In a recent roundtable with the Hollywood Reporter, Reznor describes taking the bulk of his artistic cues from sound design and a sense of place. He’s an unlikely rockstar who’s equally at home in the experimental and headbanger’s ball realms. The marathon instrumental Ghosts I-IV and albums like The Fragile tow this line. Fincher clearly admired Reznor’s aesthetic when he used NIN’s nihilistic anthem “Closer” in the opening credits for Se7en.
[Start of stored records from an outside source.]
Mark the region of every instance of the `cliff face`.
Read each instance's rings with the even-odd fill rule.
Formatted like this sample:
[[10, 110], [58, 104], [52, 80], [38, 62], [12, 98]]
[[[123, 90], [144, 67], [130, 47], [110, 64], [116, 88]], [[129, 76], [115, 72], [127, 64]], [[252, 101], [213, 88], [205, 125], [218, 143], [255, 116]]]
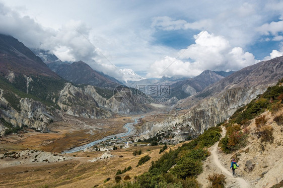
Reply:
[[[87, 85], [80, 88], [67, 83], [60, 92], [57, 104], [63, 111], [66, 111], [69, 115], [79, 116], [86, 115], [89, 118], [95, 117], [95, 115], [97, 115], [97, 117], [98, 115], [99, 117], [100, 114], [103, 115], [100, 117], [110, 116], [110, 113], [103, 109], [123, 114], [146, 113], [147, 111], [150, 110], [146, 104], [135, 103], [133, 96], [126, 103], [119, 102], [115, 99], [115, 97], [106, 100], [97, 92], [93, 86]], [[80, 104], [84, 104], [83, 106], [85, 107], [80, 109], [82, 112], [80, 112], [80, 110], [78, 108]], [[89, 108], [92, 110], [90, 111]], [[100, 111], [98, 110], [99, 108], [100, 108]], [[88, 112], [84, 114], [84, 112]]]
[[[0, 113], [4, 121], [10, 123], [14, 127], [25, 126], [37, 131], [47, 132], [46, 126], [53, 118], [45, 105], [33, 99], [22, 98], [19, 100], [21, 111], [18, 112], [3, 97], [3, 90], [0, 90]], [[7, 128], [3, 125], [1, 127], [0, 134], [2, 135]]]
[[196, 97], [182, 100], [176, 108], [188, 109], [176, 117], [148, 122], [139, 133], [145, 134], [142, 137], [150, 137], [162, 130], [174, 127], [180, 129], [188, 126], [202, 133], [229, 118], [239, 107], [263, 93], [282, 77], [283, 56], [247, 67], [207, 87]]

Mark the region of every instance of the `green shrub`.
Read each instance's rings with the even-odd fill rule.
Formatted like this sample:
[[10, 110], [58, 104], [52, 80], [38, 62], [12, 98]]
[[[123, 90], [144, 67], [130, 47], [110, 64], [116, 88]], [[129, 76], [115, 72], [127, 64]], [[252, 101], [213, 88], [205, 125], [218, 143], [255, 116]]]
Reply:
[[158, 142], [157, 142], [157, 141], [156, 140], [153, 140], [151, 142], [151, 145], [152, 146], [157, 146], [158, 145]]
[[187, 177], [194, 176], [202, 171], [202, 163], [199, 160], [185, 158], [178, 162], [176, 166], [170, 170], [170, 172], [178, 178], [185, 179]]
[[201, 148], [204, 147], [209, 147], [219, 140], [221, 137], [221, 129], [219, 127], [211, 127], [200, 135], [196, 139], [197, 145]]
[[118, 183], [118, 182], [120, 182], [120, 181], [121, 181], [121, 179], [122, 179], [122, 178], [119, 175], [117, 175], [115, 177], [115, 181]]
[[204, 160], [209, 155], [207, 150], [202, 149], [192, 149], [185, 155], [185, 157], [195, 160]]
[[282, 115], [280, 115], [279, 116], [277, 116], [273, 119], [273, 121], [275, 122], [278, 125], [283, 125], [283, 116]]
[[256, 132], [258, 138], [260, 138], [261, 142], [268, 142], [273, 143], [274, 137], [272, 136], [272, 127], [270, 126], [263, 126], [257, 129]]
[[168, 147], [167, 145], [165, 145], [164, 146], [163, 146], [163, 147], [162, 148], [162, 149], [160, 149], [160, 150], [159, 151], [159, 154], [162, 153], [163, 151], [164, 151], [166, 149], [167, 149]]
[[214, 173], [206, 178], [211, 183], [210, 188], [224, 188], [226, 181], [225, 176], [222, 174]]
[[130, 176], [128, 175], [126, 175], [124, 177], [124, 180], [128, 180], [128, 179], [131, 179], [131, 178], [130, 178]]
[[132, 152], [132, 154], [133, 155], [133, 156], [136, 156], [136, 155], [140, 155], [142, 154], [142, 150], [135, 150], [133, 151], [133, 152]]
[[145, 164], [146, 162], [149, 160], [151, 159], [151, 157], [150, 157], [148, 155], [143, 157], [139, 159], [138, 162], [137, 163], [137, 166], [140, 166], [141, 165]]
[[260, 116], [255, 119], [255, 125], [257, 127], [260, 127], [265, 125], [267, 121], [265, 116]]

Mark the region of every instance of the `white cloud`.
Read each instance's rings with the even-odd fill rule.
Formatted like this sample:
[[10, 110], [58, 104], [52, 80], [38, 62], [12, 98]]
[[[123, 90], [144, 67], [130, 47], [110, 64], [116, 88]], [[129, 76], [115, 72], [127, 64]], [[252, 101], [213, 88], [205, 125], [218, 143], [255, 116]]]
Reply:
[[178, 30], [180, 29], [202, 30], [211, 25], [209, 20], [201, 20], [193, 23], [188, 23], [184, 20], [174, 20], [168, 16], [155, 17], [153, 19], [152, 27], [165, 31]]
[[283, 40], [283, 36], [279, 35], [274, 37], [272, 39], [273, 41], [280, 41]]
[[258, 27], [257, 30], [265, 35], [277, 35], [278, 32], [283, 31], [283, 21], [264, 24]]
[[[151, 65], [150, 73], [147, 76], [160, 75], [160, 77], [163, 75], [192, 77], [205, 69], [237, 70], [258, 62], [252, 54], [244, 52], [239, 47], [231, 47], [223, 36], [215, 36], [205, 31], [195, 35], [194, 38], [197, 38], [201, 34], [195, 44], [185, 49], [180, 59], [176, 60], [169, 68], [174, 58], [166, 56], [164, 59], [156, 61]], [[180, 50], [179, 54], [184, 50]]]
[[279, 51], [276, 50], [273, 50], [271, 53], [270, 53], [269, 56], [265, 57], [263, 58], [264, 60], [268, 60], [275, 57], [280, 57], [283, 55], [283, 51]]
[[29, 47], [39, 47], [54, 31], [43, 28], [29, 16], [21, 17], [0, 3], [0, 33], [19, 39]]
[[[194, 76], [206, 69], [237, 70], [256, 61], [243, 49], [258, 40], [282, 40], [283, 21], [271, 22], [282, 17], [280, 1], [66, 4], [50, 0], [44, 6], [36, 1], [4, 2], [9, 7], [0, 3], [0, 33], [13, 36], [28, 47], [50, 50], [63, 60], [84, 60], [112, 76], [119, 76], [115, 67], [74, 26], [118, 68], [148, 71], [148, 76], [155, 77], [161, 73], [159, 68], [164, 70], [182, 51], [157, 45], [154, 34], [158, 30], [188, 30], [191, 33], [208, 27], [208, 32], [188, 46], [182, 59], [165, 73], [168, 75]], [[276, 50], [272, 54], [282, 51]]]

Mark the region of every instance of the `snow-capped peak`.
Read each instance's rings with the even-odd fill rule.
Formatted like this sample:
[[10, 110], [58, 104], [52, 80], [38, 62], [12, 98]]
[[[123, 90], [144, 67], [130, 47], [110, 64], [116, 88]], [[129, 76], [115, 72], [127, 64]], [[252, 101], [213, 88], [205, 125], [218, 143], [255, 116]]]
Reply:
[[136, 74], [133, 70], [130, 68], [121, 68], [119, 70], [123, 74], [123, 81], [139, 81], [146, 79]]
Years later, when Fincher asked him to score the founding of Facebook, Reznor says he was excited but skeptical of his abilities. In the end, the incessant bleeps nailed the Zuckerberg juggernaut at work and earned Reznor and his partner Atticus Ross an Oscar. Next they collaborated on Fincher’s adaptation of The Girl with the Dragon Tattoo. If The Social Network is machines working in consonance, Dragon Tattoo is technology disintegrating–prepared piano in duet with nails on a chalkboard.
Gone Girl continues in this dark and noble tradition. The sounds and visuals share an affinity with American Beauty and the notion that unimaginable acts lurk just below our pastoral lifestyles. The score rumbles at the lazy pace of Ozark speech, where much of the film takes place. However, Gone Girl is also about perspective, in our personal lives and in the media. It’s all relative, we learn, and the sounds are Jekyll and Hyde.
Reznor and Ross have crafted a serious contender this year, though Hans Zimmer’s organ bombast in Interstellar is also striking (sadly Antonio Sanchez’s all-percussion score for Birdman didn’t qualify). While we wait for a winner, watch this crucial sound cue from The Social Network.
UPDATE: Alexandre Desplat won the Oscar for The Grand Budapest Hotel, a good score but not his best work IMO.